San Sebastiano, la guardia divenuta martire
Con San Giovanni e San Rocco, protettori della peste, inizia il nostro viaggio nell’iconografia e nell’agiografia dei Santi della Valnerina. Sebastiano, di Milano o Narbona, promosso per la sua fedeltà a guardia del corpo di Diocleziano e Massimiano, non faceva mistero della sua fede assistendo i cristiani prigionieri nelle carceri imperiali ed annunciando il Vangelo. Molti nobili romani da lui convertiti ricevettero l’ambita palma del martirio. Dopo la conversione dell’ostico prefetto Cromazio, gli imperatori non potettero più soprassedere e San Sebastiano fu condannato alla pena capitale. Legato ad un palo e trafitto da frecce, fu dato per morto. Soccorso dalla nobile matrona Irene, riuscì a riacquistare le energie necessarie per affrontare Diocleziano in pubblico e proclamare Cristo. Sul finire del III secolo, un 20 di gennaio, morì sotto i flagelli romani. Durante l’estate dell’anno 680 scoppiò a Roma una violenta epidemia di peste: da allora, San Sebastiano, acclamato dal popolo, fu nominato protettore contro la peste nera. Non c’è quasi chiesa, nell’Umbria e nella Valnerina, in cui il santo non sia stato raffigurato spesso più di una volta, al sopraggiungere d’una nuova epidemia.

San Rocco, protettore della peste
Rocco, nato a Montpellier, ricco e destinato a governare la città, a vent’anni lascio allo zio lo scranno e metà delle sostanze ereditate donando ai poveri l’altra metà.
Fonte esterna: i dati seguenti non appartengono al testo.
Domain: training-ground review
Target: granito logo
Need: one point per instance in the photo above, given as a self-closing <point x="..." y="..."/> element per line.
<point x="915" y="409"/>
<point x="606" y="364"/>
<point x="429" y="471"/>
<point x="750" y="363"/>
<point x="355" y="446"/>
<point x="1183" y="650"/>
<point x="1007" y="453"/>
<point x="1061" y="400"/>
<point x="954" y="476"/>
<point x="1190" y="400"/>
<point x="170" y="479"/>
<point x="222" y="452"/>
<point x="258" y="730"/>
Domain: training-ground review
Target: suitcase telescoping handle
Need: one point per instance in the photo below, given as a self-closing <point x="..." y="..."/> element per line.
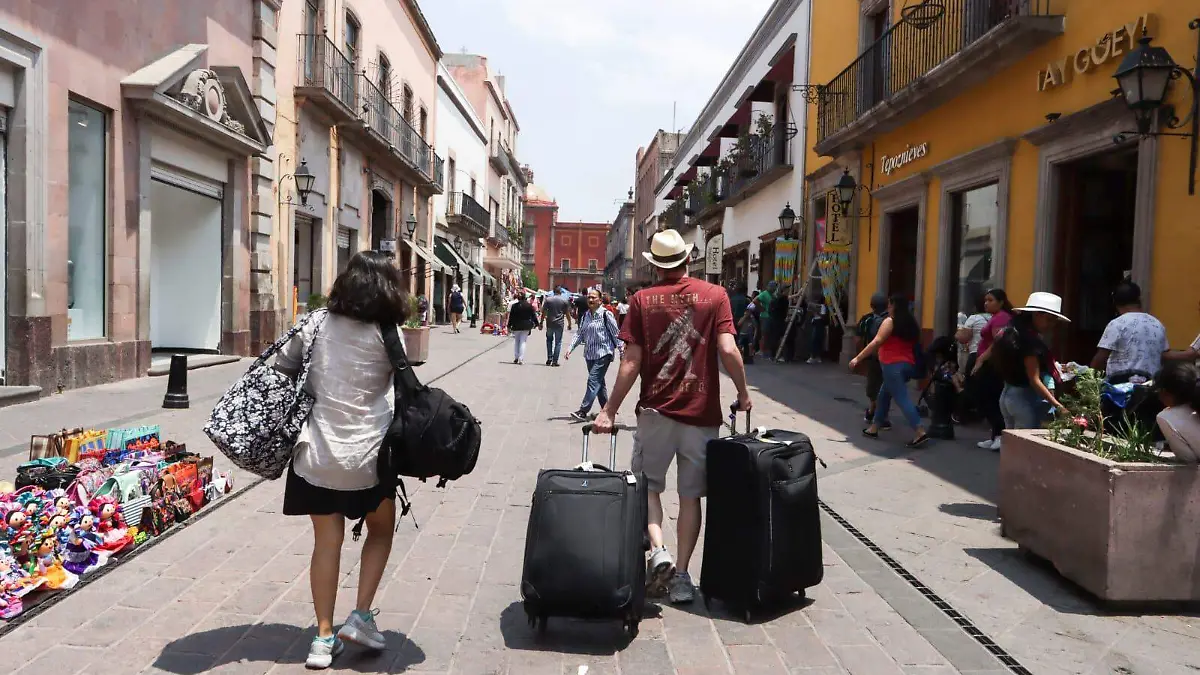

Era nato, nel 1345 o 1350, segnato con una croce rossa sul petto: Dio lo voleva tra i suoi. In uno dei suoi pellegrinaggi, con l’ampio cappello, la corta mantella ed il bordone indossato dai pellegrini di Compostela, Rocco stava dirigendosi alla volta di Roma. Giunto in prossimità di Viterbo, rinunciò a proseguire per assistere gli appestati. Molti furono guariti dalle sue preghiere, altri furono guariti nell’anima. Correva l’anno 1367. Roma, Forlì, Cesena, Parma e Bologna lo videro al capezzale dei moribondi, incurante del contagio. Avendo contratto la peste a Piacenza, nel 1371, assistito da un cane guardiano e da un nobile del luogo riuscì a guarire. Tornado in Francia, scambiato per una spia, morì in prigione. Forse fu proprio lo zio a farlo arrestare, non avendolo riconosciuti sotto le lacere vesti. Rocco tacque la propria identità: i santi sanno quando consegnarsi alla sacra falce della morte. Accanto al suo corpo, si narra, fu rinvenuta una tavoletta sulla quale era scritto: << Chiunque chiederà l’intercessione di San Rocco, sarà liberato dal terribile flagello della peste>>. Non esistono documenti attestanti la sua canonizzazione: Rocco fu proclamato santo dai popoli d’Europa.
Sant’Antonio Abate, l’eremita del deserto
Antonio nacque intorno al 250 a Coma (Queman), in Egitto, da una ricca famiglia cristiana. Poco prima dei vent’anni, Antonio vendette l’eredità lasciatagli dai genitori distribuendo il ricavato tra i poveri. Si rinchiuse per decenni fra le rovine di un fortino abbandonato affidandosi alla direzione spirituale degli eremiti che vivevano in quei deserti. <<Obbedienza e continenza ammansiscono le belve>>, soleva dire. Per concedersi il pezzo di pane, i pochi datteri ed il sale con qui, generalmente, si nutriva quando non digiunava, Antonio intrecciava canestri di giunco continuando a pregare. Fu tentato in ogni modo, fino alla fine della sua lunga vita, riuscendo sempre vittorioso. Giunto a 35 anni, si ritirò in un cimitero abbandonato da cui scacciò i cobra con il segno della croce. A 55 anni, decise di insegnare agli altri anacoreti il duro cammino dell’ascesi esortandoli a vivere ogni giorno come fosse l’ultimo. Nel 311, Antonio si ritirò tra gli anfratti di un monte dove rimase per diciotto anni a pregare e far penitenza. Morì il 17 gennaio, l’anno è ignoto, dopo aver superato il secolo d’età.